Oh I get it. So if I'm in a car and I see a building zoom by at 30 miles per hour, then clearly I am at rest and the building is moving.

Unknown said...

GRAMMATICALLY AND SEMANTICALLY
THE BIBLE DENIES COPERNICANISM
(AND THUS DENIES THE "THEISTIC COPERNICAN" POSITION AS WELL...)


--------------------------------------------------------------------------------

"And God set them [sun, moon, and stars] in the firmament of the heaven to give light upon the earth...." (Gen. 1:17)

Notice: God SET them.... Now, inside our so-called "solar" system, we have only the sun and the moon (from the verse above).

We KNOW the moon moves.
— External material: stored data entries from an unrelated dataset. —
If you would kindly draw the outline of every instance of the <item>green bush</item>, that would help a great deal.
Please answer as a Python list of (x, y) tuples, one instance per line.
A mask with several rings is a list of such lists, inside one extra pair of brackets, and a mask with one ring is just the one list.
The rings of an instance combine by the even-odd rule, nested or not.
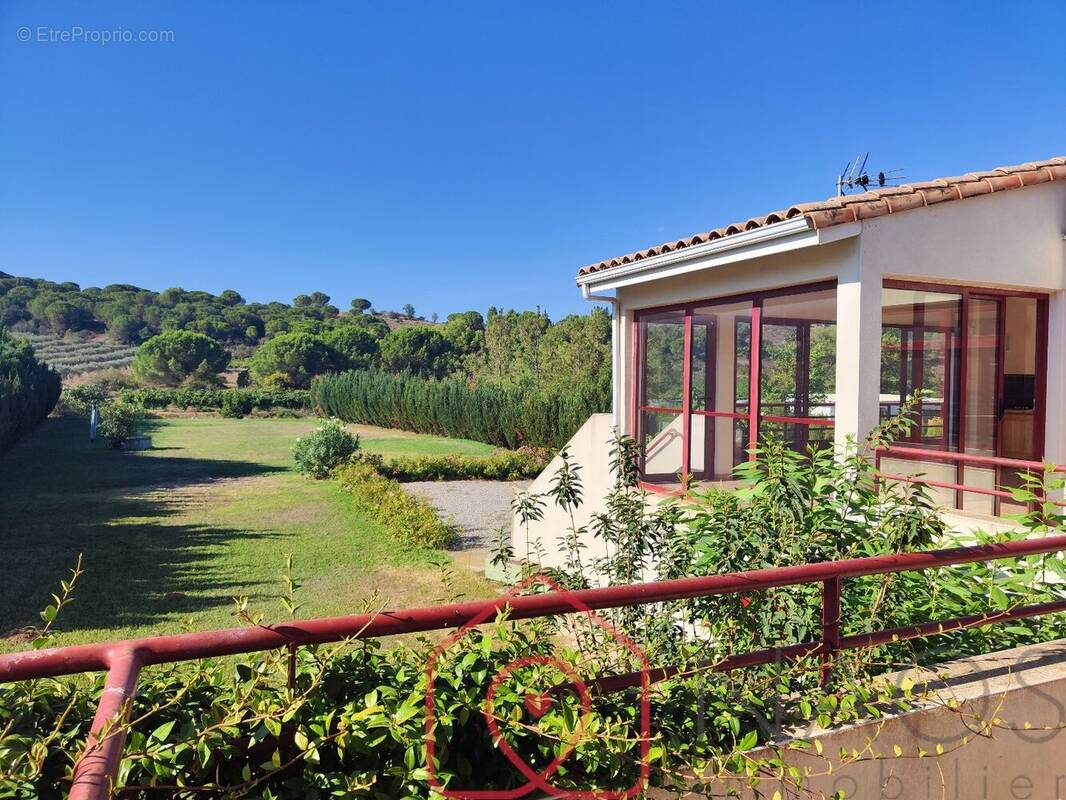
[(312, 478), (328, 478), (330, 472), (359, 449), (359, 437), (344, 429), (339, 419), (328, 419), (314, 432), (301, 436), (292, 448), (296, 469)]
[(609, 385), (533, 391), (464, 379), (427, 380), (383, 372), (325, 375), (311, 385), (311, 404), (345, 422), (474, 439), (516, 449), (562, 448), (590, 415), (610, 410)]
[(114, 450), (133, 435), (137, 420), (144, 416), (144, 409), (132, 403), (121, 401), (104, 403), (100, 406), (100, 424), (97, 434)]
[(247, 392), (227, 389), (222, 393), (222, 404), (218, 413), (223, 417), (240, 419), (252, 410), (252, 398)]
[(87, 417), (93, 403), (97, 405), (107, 401), (107, 387), (99, 383), (86, 383), (82, 386), (65, 386), (60, 396), (62, 410), (78, 417)]
[(405, 492), (372, 464), (347, 464), (333, 475), (355, 498), (359, 510), (395, 539), (419, 547), (445, 547), (455, 538), (455, 526), (443, 522), (433, 506)]
[(229, 353), (209, 336), (194, 331), (164, 331), (137, 348), (133, 374), (166, 386), (211, 386), (229, 364)]
[(252, 411), (300, 410), (311, 407), (310, 395), (306, 389), (123, 389), (119, 391), (118, 397), (144, 408), (220, 411), (225, 398), (231, 392), (241, 395), (239, 405), (247, 409), (245, 414)]
[(497, 450), (487, 456), (401, 456), (389, 461), (379, 459), (375, 466), (385, 477), (398, 481), (517, 481), (536, 477), (551, 459), (552, 451), (547, 448), (523, 447)]
[(59, 374), (24, 339), (0, 328), (0, 450), (37, 425), (59, 399)]

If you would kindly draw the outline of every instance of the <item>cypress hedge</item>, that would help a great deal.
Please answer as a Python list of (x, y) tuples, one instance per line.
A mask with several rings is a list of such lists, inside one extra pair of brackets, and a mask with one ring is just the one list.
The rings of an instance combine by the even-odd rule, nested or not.
[(59, 373), (34, 357), (28, 341), (0, 328), (0, 450), (47, 417), (59, 392)]
[(315, 378), (311, 404), (346, 422), (473, 439), (497, 447), (559, 449), (590, 415), (611, 405), (609, 386), (576, 385), (567, 392), (471, 385), (462, 378), (430, 380), (377, 371)]

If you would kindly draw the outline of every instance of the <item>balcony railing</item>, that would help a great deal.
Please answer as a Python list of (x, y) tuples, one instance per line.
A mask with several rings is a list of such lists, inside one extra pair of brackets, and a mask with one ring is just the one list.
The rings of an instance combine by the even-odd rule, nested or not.
[[(510, 619), (530, 619), (574, 614), (577, 609), (583, 608), (620, 608), (821, 583), (822, 627), (819, 639), (737, 653), (720, 661), (697, 665), (696, 669), (724, 672), (782, 660), (796, 661), (817, 657), (821, 679), (825, 684), (830, 680), (834, 658), (842, 651), (877, 647), (891, 642), (1066, 611), (1066, 599), (1060, 599), (988, 614), (954, 617), (843, 636), (840, 595), (844, 580), (867, 575), (887, 575), (1043, 555), (1064, 550), (1066, 536), (1049, 536), (976, 547), (827, 561), (571, 592), (517, 597), (507, 595), (482, 602), (74, 645), (0, 655), (0, 681), (107, 671), (104, 691), (89, 730), (84, 754), (74, 769), (70, 792), (73, 800), (104, 800), (110, 797), (114, 788), (125, 744), (125, 722), (140, 672), (145, 666), (288, 648), (289, 680), (290, 685), (294, 685), (296, 649), (303, 645), (458, 628), (481, 619), (492, 619), (492, 615), (505, 609), (509, 610)], [(591, 683), (601, 693), (610, 692), (666, 680), (678, 674), (680, 669), (678, 666), (661, 666), (644, 672), (601, 677)], [(686, 665), (684, 669), (692, 670), (693, 667)]]
[[(919, 464), (950, 464), (955, 468), (955, 480), (941, 481), (921, 474), (906, 475), (898, 472), (886, 472), (881, 469), (881, 462), (886, 457), (904, 461), (913, 461)], [(963, 508), (965, 495), (967, 494), (979, 494), (991, 497), (993, 514), (996, 516), (1000, 515), (1004, 500), (1010, 500), (1022, 505), (1020, 501), (1014, 499), (1014, 494), (1009, 489), (1004, 488), (1000, 484), (1001, 475), (1004, 472), (1032, 476), (1042, 476), (1046, 473), (1055, 475), (1066, 474), (1066, 467), (1045, 464), (1041, 461), (1027, 461), (1019, 458), (1003, 458), (1001, 456), (982, 456), (972, 453), (954, 453), (947, 450), (928, 450), (901, 444), (879, 449), (876, 453), (876, 466), (878, 475), (888, 480), (901, 481), (904, 483), (922, 483), (926, 486), (935, 486), (939, 489), (949, 489), (954, 491), (955, 506), (959, 509)], [(991, 469), (995, 477), (995, 488), (967, 484), (967, 466)], [(1066, 503), (1061, 500), (1043, 497), (1039, 499), (1039, 502), (1049, 502), (1058, 506), (1066, 506)], [(1032, 501), (1027, 501), (1024, 505), (1028, 510), (1033, 510), (1034, 504)]]

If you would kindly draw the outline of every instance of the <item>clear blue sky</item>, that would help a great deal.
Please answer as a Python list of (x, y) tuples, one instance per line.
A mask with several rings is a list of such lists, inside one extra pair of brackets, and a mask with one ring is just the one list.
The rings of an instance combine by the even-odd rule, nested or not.
[[(38, 40), (74, 26), (173, 41)], [(581, 265), (827, 197), (859, 151), (1066, 153), (1063, 31), (1061, 0), (8, 0), (0, 270), (560, 316)]]

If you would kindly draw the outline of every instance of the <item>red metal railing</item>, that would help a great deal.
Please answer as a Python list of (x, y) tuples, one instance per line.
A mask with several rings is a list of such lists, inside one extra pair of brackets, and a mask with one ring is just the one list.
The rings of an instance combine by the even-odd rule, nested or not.
[[(866, 575), (885, 575), (1004, 558), (1043, 555), (1063, 550), (1066, 550), (1066, 536), (1049, 536), (976, 547), (827, 561), (793, 567), (680, 578), (573, 592), (552, 592), (523, 597), (503, 596), (482, 602), (33, 650), (0, 655), (0, 681), (107, 671), (104, 692), (90, 728), (85, 754), (75, 767), (70, 792), (70, 797), (74, 800), (103, 800), (110, 796), (117, 775), (125, 743), (124, 722), (136, 691), (140, 671), (151, 664), (190, 661), (279, 648), (289, 648), (291, 653), (301, 645), (455, 628), (478, 619), (486, 612), (493, 614), (505, 608), (509, 609), (512, 619), (529, 619), (573, 614), (575, 609), (581, 607), (619, 608), (695, 597), (743, 594), (781, 586), (821, 583), (822, 635), (820, 639), (737, 654), (715, 663), (698, 665), (697, 668), (728, 671), (781, 660), (793, 661), (804, 657), (819, 656), (822, 679), (827, 681), (834, 656), (840, 651), (876, 647), (889, 642), (933, 636), (962, 628), (1066, 611), (1066, 599), (1062, 599), (990, 614), (955, 617), (920, 625), (842, 636), (840, 592), (844, 580)], [(652, 681), (658, 681), (677, 673), (677, 667), (659, 667), (651, 671), (650, 677)], [(640, 673), (631, 673), (599, 678), (593, 683), (600, 691), (612, 691), (639, 685), (641, 680)]]
[[(894, 472), (884, 472), (881, 470), (881, 461), (882, 458), (886, 456), (905, 461), (953, 464), (955, 466), (955, 480), (938, 481), (924, 475), (903, 475)], [(935, 486), (940, 489), (950, 489), (954, 491), (955, 506), (959, 509), (963, 507), (963, 497), (968, 493), (991, 497), (993, 499), (993, 513), (997, 516), (1000, 512), (1001, 501), (1014, 499), (1014, 495), (1002, 488), (999, 484), (1000, 470), (1011, 470), (1017, 473), (1024, 472), (1035, 475), (1043, 475), (1047, 471), (1058, 475), (1066, 474), (1066, 467), (1045, 464), (1041, 461), (1027, 461), (1020, 458), (1003, 458), (1002, 456), (981, 456), (971, 453), (953, 453), (947, 450), (926, 450), (907, 445), (891, 445), (889, 447), (880, 448), (875, 454), (875, 460), (879, 477), (893, 481), (901, 481), (903, 483), (923, 483), (926, 486)], [(994, 470), (997, 488), (972, 486), (967, 484), (965, 482), (965, 470), (968, 465), (992, 468)], [(1061, 500), (1047, 500), (1046, 502), (1058, 506), (1066, 505), (1066, 503)]]

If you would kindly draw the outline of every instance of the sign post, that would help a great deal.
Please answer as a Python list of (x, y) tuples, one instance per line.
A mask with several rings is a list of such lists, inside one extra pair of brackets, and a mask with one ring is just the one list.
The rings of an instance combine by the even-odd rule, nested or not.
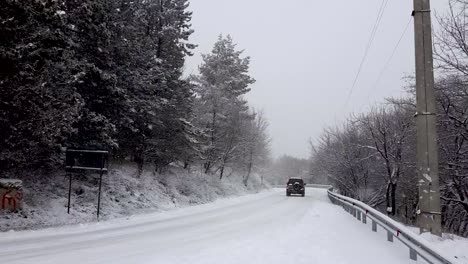
[(101, 209), (102, 175), (108, 172), (109, 152), (105, 150), (67, 149), (65, 171), (69, 176), (68, 183), (68, 213), (70, 213), (71, 189), (73, 173), (94, 172), (99, 173), (99, 191), (97, 204), (97, 218)]

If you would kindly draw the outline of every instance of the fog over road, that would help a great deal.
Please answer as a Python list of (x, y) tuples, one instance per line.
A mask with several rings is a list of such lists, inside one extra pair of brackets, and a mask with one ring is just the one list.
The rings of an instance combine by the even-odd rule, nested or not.
[[(2, 263), (409, 263), (323, 189), (275, 188), (98, 224), (0, 234)], [(412, 262), (415, 263), (415, 262)]]

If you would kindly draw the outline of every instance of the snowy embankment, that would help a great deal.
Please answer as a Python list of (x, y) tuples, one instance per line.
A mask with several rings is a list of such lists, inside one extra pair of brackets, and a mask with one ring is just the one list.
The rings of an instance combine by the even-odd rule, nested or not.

Therefore, when God SET IT "in the firmament", the inescapable meaning is that He set it in motion on the track it follows.

Thus, when He set THEM in the firmament it is a grammatical imperative that He set the sun in motion ALSO on its track just like He set the moon in motion on its track.

-------

"Then spake Joshua.... Sun, stand thou still upon
Gibeon, and thou moon, in the valley of Ajalon.
And the sun stood still, and the moon stayed, until
the people had avenged themselves upon their enemies....
So the sun stood still in the midst of heaven, and
hasted not to go down about a whole day."